Une vendeuse en boulangerie enceinte de 6 mois témoigne avoir été arrêtée récemment en raison de douleurs sciatiques et de contractions, malgré des aménagements de poste. Elle conseille vivement de ne pas attendre et de se faire arrêter si nécessaire. Une autre, également vendeuse, souligne l'importance de se ménager et de ne pas hésiter à faire valoir ses droits auprès de l'employeur.

Droits des femmes enceintes au travail

Les femmes enceintes bénéficient de droits spécifiques au travail, visant à protéger leur santé et celle de leur enfant :

  • Protection contre le licenciement : Pendant la grossesse, le congé de maternité et les quatre semaines qui suivent, la salariée ne peut pas être licenciée, sauf en cas de faute grave non liée à son état de grossesse ou d'impossibilité de maintenir le contrat de travail pour un motif économique.

  • Autorisations d'absence : La salariée a droit à des autorisations d'absence pour se rendre aux examens médicaux obligatoires, sans retenue de salaire.

  • Aménagement du poste de travail : Si le poste de travail présente des risques pour la santé de la femme enceinte, l'employeur doit proposer un aménagement du poste ou un changement temporaire d'affectation. Si le poste de la salariée enceinte comporte des « travaux interdits » l’employeur pourra aménager son poste de travail, en prenant en considération les conclusions écrites du médecin du travail.
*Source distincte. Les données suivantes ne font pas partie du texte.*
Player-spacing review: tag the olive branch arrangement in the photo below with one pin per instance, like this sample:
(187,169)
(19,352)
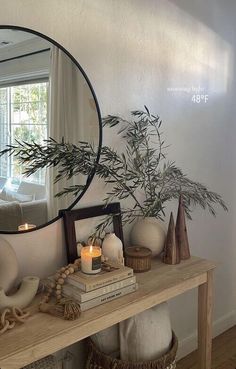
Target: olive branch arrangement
(140,171)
  • Travail de nuit : Pendant la durée de sa grossesse, la salariée peut demander à être affectée à un poste de jour. L'employeur ne peut pas refuser.

  • Réduction du temps de travail : Aucune disposition réglementaire ne prévoit spécifiquement la réduction du temps de travail journalier pour les salariées enceintes. Toutefois, de nombreuses conventions collectives organisent une réduction d'horaire pendant tout ou partie de la grossesse.

  • Suspension du contrat de travail : En cas d'impossibilité d'aménagement du poste de travail ou de reclassement, le contrat de travail de la salariée peut être suspendu. Dans ce cas, elle bénéficie d'une garantie de rémunération constituée à la fois d'une allocation journalière versée par la sécurité sociale et d'un complément de l'employeur.

Démarches à suivre

Voici les étapes à suivre pour une vendeuse en boulangerie enceinte :

  1. Annoncer la grossesse à l'employeur : La salariée n’a pas l’obligation de révéler son état de grossesse, que ce soit à l’embauche, durant la période d’essai ou pendant l’exécution du contrat de travail. Elle a seulement l’obligation de prévenir l’employeur au moment de son départ en congé de maternité. Elle peut donc informer l’employeur au moment où elle le souhaite, par écrit ou verbalement.

  2. Consulter le médecin du travail : Il est également dans son intérêt d’en informer le médecin du travail qui pourra la conseiller et l’informer sur les mesures nécessaires à mettre en œuvre pour protéger sa santé et sa sécurité et améliorer ses conditions de travail. Tenu au secret professionnel, il ne donnera aucune information à l’employeur sur l'existence d'un état de grossesse, aussi longtemps que ce dernier n'en aura pas été avisé par la salariée elle-même. Celui-ci pourra notamment s’assurer de la compatibilité du poste avec la grossesse.

  3. Demander un aménagement du poste de travail : La salariée peut demander un ajustement de son poste de travail, comme le fait de s'asseoir plutôt que de rester debout, ou être exemptée de travaux pénibles.

  4. En cas de difficultés, demander un arrêt de travail : Si les conditions de travail sont trop pénibles ou présentent des risques pour la grossesse, la salariée peut demander un arrêt de travail à son médecin traitant ou à sa sage-femme.

  5. Se renseigner auprès de sa complémentaire santé : Certaines complémentaires santé proposent des compléments de salaire en cas d'arrêt de travail pendant la grossesse.

Convention collective Boulangerie-Pâtisserie

Il est important de se référer à la convention collective Boulangerie-Pâtisserie (entreprises artisanales) pour connaître les règles spécifiques applicables. Si un accord d’entreprise (ou de groupe ou d’établissement) traite de ce sujet, c’est ce texte qui s’appliquera ; dans tous les cas, si le contrat de travail prévoit des règles plus favorables que ces textes, il s’appliquera.